Below is a code which returns the signed value of the last 6 bits in an 8 bit binary value however I am struggling to understand how the code does this? Any help would be greatly appreciated.

I understand that (b&0x20) returns the last 6 bits however the ? b afterwards and hence the subsequent code has me a little confused.

return (b & 0x20) ? b | ~0x3F : b & 0x3F;

CodePudding user response：

This code is probably written for circumstances in which:

• b is an int or narrower.
• Two’s complement is used to represent negative numbers.

The ? and : form a conditional operation. Generally, in X ? Y : Z, X is tested. If X is not zero, Y is evaluated and used as the result of the expression. If X is zero, Z is evaluated and used as the result.

So, in (b & 0x20) ? b | ~0x3F : b & 0x3F, (b & 0x20) is tested. b & 0x20 isolates from b the single bit in 0x20, so this is testing whether the bit in that position is on.

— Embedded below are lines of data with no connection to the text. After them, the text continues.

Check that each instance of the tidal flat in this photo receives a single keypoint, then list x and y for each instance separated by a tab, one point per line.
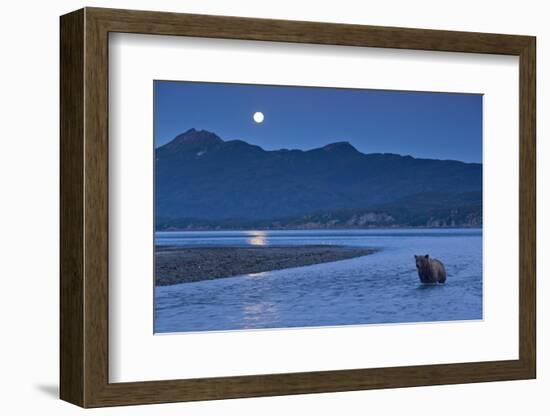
193	264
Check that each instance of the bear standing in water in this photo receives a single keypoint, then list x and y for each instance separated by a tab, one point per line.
430	270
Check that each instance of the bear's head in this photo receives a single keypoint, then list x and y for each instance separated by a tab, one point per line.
422	261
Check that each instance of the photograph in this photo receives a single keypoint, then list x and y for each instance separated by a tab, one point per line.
284	206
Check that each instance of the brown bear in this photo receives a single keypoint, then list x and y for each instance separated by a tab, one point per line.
430	270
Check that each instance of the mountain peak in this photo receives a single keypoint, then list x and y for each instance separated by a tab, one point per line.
194	135
339	146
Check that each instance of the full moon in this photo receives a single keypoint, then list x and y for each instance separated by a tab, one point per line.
258	117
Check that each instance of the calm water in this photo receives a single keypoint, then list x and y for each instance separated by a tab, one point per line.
379	288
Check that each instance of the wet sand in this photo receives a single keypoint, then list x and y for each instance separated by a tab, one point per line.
182	265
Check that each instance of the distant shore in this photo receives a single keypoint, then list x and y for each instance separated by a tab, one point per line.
183	265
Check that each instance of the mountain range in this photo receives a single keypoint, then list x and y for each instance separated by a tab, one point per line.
204	182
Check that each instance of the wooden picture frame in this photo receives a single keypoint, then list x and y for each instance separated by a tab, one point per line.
84	207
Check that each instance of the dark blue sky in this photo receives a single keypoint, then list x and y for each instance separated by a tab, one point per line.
420	124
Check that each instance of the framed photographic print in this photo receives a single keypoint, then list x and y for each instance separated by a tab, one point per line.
255	207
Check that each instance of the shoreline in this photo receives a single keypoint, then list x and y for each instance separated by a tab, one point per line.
174	265
181	230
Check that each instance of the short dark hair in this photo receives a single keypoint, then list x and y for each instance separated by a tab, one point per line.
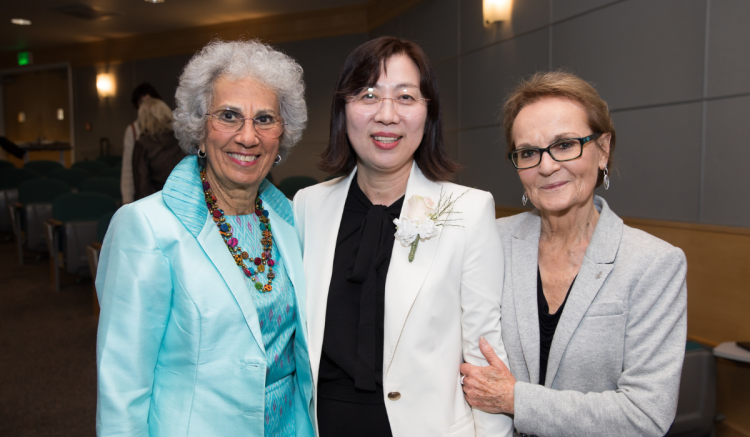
362	69
144	89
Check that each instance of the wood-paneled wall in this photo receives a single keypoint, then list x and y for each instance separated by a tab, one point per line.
272	29
38	94
718	302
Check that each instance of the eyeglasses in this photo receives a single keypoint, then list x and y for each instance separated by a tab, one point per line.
561	151
407	103
229	121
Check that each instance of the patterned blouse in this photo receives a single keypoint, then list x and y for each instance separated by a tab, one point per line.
277	312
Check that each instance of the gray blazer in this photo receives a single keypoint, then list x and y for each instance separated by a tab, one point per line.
616	358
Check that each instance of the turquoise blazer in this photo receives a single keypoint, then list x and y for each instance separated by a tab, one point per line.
179	348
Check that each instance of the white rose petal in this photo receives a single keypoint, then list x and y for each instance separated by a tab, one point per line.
406	232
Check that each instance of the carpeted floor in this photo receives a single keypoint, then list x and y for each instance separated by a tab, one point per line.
47	351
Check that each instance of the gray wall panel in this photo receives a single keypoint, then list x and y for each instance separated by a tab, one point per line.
433	25
489	74
639	52
728	42
486	168
447	75
527	15
657	164
725	199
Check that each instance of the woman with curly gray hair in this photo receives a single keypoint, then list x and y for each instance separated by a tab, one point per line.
201	287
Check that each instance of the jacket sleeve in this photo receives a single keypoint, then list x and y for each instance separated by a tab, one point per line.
134	287
481	296
645	401
298	205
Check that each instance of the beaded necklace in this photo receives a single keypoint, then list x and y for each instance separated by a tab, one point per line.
225	229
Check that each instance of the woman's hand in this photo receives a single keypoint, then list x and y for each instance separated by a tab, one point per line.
489	389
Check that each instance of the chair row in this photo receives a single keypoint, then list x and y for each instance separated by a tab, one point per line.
102	166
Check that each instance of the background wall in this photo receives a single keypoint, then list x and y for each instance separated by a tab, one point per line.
674	72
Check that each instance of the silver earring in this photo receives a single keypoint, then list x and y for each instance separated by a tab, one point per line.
606	178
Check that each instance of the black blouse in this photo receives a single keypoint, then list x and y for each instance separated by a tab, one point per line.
351	365
547	325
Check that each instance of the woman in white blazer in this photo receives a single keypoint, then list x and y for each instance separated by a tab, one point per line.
594	312
393	315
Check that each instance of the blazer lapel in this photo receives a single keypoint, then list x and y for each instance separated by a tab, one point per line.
597	265
217	251
405	278
322	220
525	261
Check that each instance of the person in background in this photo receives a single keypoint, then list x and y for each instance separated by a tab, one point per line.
202	291
157	151
594	312
141	93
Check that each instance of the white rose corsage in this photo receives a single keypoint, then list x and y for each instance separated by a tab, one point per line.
422	218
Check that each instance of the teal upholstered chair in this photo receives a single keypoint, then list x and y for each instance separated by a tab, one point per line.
94	167
102	185
43	167
10	179
289	186
73	228
33	209
71	176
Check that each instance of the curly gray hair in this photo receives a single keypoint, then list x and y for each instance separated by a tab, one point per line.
238	60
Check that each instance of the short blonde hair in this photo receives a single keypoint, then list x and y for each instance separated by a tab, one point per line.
566	85
154	117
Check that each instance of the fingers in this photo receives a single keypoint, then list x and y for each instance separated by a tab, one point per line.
489	354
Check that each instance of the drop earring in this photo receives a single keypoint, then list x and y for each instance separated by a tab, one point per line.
606	178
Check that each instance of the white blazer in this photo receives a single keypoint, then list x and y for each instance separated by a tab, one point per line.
436	307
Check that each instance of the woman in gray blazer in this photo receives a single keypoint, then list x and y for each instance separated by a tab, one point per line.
593	312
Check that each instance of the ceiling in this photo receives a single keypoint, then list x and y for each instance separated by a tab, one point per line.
50	27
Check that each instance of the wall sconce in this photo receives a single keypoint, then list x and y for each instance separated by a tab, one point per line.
105	85
496	10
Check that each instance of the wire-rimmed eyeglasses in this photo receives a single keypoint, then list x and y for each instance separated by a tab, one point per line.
230	121
563	150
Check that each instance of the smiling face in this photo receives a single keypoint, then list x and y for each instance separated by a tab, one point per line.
240	160
385	142
557	186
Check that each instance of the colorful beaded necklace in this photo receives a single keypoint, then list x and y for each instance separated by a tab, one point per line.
225	229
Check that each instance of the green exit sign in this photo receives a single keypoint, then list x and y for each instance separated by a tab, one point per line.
24	58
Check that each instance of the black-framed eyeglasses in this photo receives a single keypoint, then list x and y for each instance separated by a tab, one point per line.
230	121
563	150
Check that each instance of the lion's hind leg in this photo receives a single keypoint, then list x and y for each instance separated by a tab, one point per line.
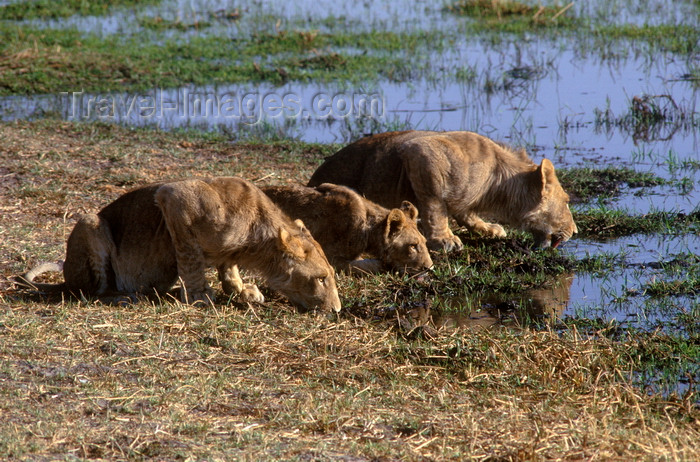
88	268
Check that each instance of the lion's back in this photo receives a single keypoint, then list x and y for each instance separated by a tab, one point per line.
371	166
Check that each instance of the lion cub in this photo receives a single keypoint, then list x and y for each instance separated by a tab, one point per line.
348	226
150	237
455	174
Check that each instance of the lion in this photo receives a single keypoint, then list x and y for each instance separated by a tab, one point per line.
458	174
153	236
348	226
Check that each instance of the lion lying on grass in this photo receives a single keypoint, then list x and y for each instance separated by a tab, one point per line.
455	174
348	226
150	237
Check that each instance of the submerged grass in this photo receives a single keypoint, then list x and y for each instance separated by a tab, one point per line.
585	184
48	9
381	381
512	14
43	61
604	223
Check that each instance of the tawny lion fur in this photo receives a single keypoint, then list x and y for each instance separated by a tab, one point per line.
349	226
455	174
150	237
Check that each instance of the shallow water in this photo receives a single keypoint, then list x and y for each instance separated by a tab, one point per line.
545	94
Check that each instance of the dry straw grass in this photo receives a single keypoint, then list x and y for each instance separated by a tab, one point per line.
166	381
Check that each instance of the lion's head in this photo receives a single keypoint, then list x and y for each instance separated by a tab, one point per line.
404	246
550	221
308	280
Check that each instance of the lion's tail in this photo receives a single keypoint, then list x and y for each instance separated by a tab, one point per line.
26	281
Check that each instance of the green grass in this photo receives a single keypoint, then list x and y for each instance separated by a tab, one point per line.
605	223
511	15
48	9
394	376
585	184
93	64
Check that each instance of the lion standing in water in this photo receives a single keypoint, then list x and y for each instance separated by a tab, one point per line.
150	237
455	174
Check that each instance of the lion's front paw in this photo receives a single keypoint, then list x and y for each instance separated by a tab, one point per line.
494	230
200	298
251	294
448	243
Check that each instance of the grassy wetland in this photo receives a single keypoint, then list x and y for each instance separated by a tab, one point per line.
502	352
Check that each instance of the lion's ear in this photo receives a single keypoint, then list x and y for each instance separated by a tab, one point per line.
547	171
395	222
409	210
290	244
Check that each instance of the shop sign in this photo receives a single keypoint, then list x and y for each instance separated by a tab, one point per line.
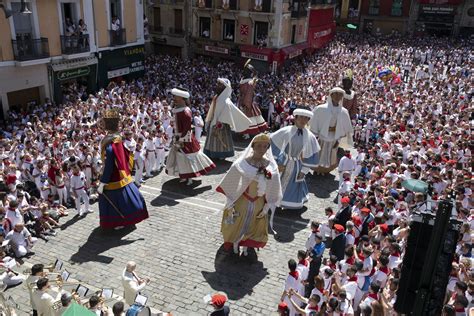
137	66
73	73
118	72
438	10
295	53
216	49
322	33
134	51
254	56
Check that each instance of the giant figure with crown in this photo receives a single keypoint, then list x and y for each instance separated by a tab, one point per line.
120	202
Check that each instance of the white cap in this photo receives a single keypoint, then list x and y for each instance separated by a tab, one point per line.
180	93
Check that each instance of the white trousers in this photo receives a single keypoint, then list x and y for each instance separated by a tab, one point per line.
81	195
138	171
150	163
160	158
62	193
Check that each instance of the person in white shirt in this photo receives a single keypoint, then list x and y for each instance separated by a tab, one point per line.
159	141
346	164
43	300
150	155
139	158
78	189
132	284
198	125
20	240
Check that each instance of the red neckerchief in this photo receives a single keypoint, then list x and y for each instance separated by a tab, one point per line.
384	270
350	260
374	296
295	274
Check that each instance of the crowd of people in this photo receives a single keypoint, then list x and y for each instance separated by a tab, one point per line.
417	128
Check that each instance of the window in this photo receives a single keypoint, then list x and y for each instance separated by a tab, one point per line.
261	34
228	33
293	34
205	27
178	21
374	7
157	19
116	13
23	23
70	16
397	7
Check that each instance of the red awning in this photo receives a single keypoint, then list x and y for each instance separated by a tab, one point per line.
294	50
254	52
319	36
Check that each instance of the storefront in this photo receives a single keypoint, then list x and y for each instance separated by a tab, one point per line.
121	64
437	17
80	73
322	27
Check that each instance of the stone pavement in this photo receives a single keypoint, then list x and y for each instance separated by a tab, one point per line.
179	248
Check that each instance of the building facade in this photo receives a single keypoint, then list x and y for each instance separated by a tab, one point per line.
169	26
56	44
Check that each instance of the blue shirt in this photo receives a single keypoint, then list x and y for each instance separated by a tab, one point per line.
318	249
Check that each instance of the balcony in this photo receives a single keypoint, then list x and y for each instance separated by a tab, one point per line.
396	12
117	37
174	31
30	49
228	4
204	4
373	11
75	44
265	6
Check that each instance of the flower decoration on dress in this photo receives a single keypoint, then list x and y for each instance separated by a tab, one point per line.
263	171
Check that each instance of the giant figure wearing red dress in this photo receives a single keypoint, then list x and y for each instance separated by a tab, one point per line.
246	103
120	202
185	159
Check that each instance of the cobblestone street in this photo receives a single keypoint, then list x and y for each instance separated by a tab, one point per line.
179	248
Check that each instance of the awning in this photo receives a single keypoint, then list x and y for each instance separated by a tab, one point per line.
73	63
254	52
320	36
293	51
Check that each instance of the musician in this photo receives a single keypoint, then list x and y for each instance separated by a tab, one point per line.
120	202
66	301
132	284
96	306
246	103
37	272
44	301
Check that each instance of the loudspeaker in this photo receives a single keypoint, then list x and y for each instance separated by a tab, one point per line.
421	229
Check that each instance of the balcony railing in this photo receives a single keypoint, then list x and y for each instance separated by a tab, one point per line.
373	11
204	4
117	37
174	31
396	12
266	6
75	44
229	4
30	49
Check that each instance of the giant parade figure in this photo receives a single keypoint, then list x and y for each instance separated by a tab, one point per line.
295	150
247	104
223	118
350	97
120	201
185	159
331	123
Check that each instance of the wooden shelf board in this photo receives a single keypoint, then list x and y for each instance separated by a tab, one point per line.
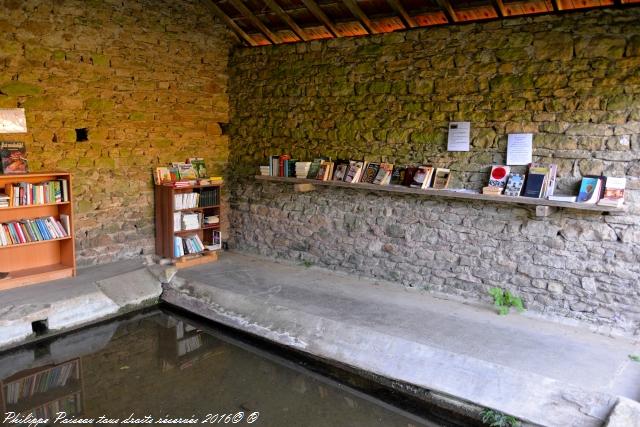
197	209
20	245
29	276
33	206
445	193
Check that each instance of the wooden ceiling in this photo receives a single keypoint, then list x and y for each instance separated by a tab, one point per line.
264	22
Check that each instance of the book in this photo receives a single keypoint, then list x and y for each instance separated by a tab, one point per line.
422	177
560	198
441	178
397	176
613	192
13	157
198	166
383	177
355	171
590	188
498	176
341	171
534	185
313	168
514	185
162	175
370	172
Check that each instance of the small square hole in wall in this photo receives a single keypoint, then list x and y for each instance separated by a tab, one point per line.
82	135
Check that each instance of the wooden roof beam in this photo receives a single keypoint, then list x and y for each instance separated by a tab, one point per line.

Let’s consider the “off” result first, when b & 0x3F is used. 0x3F is an int value with the low six bits set to 1 and all higher bits set to 0. When this is ANDed with b, in b & 0x3F, the result is the low six bits of b, with all higher bits set to 0. As an int, this result has the value of the low six bits of b.

For the “on” result, b | ~0x3F is used. The ~ operator flips each bit. Since 0x3F has the low six bits set to 1 and all higher bits set to 0, ~0x3F has the low six bits set to 0 and all higher bits set to 1. When that is ORed with b, in b | ~0x3F, the result is the low six bits of b with all higher bits set to 1.

What this does is “sign extend” the low six bits of b: If the bit in position 5 (0x20) is clear, the result of (b & 0x20) ? b | ~0x3F : b & 0x3F is the low six bits of b with all higher bits cleared. If the bit in position 5 is set, the result is the low six bits of b with all higher bits set. So the effect is the bit in position 5 is copied to all higher bits.

When two’s complement is used, extending the sign bit of narrower type yields the same value in a wider type.

For example, in three-bit two’s complement:

• 011 represents 3.
• 010 represents 2.
• 001 represents 1.
• 000 represents 0.
• 111 represents −1.
• 110 represents −2.
• 101 represents −3.
• 100 represents −4.

When we sign-extend those to 5 bits, we have:

• 00011 represents 3.
• 00010 represents 2.
• 00001 represents 1.
• 00000 represents 0.
• 11111 represents −1.
• 11110 represents −2.
• 11101 represents −3.
• 11100 represents −4.

A five-bit integer has other bit patterns, of course, but those are the ones we get by sign-extending from a three-bit integer.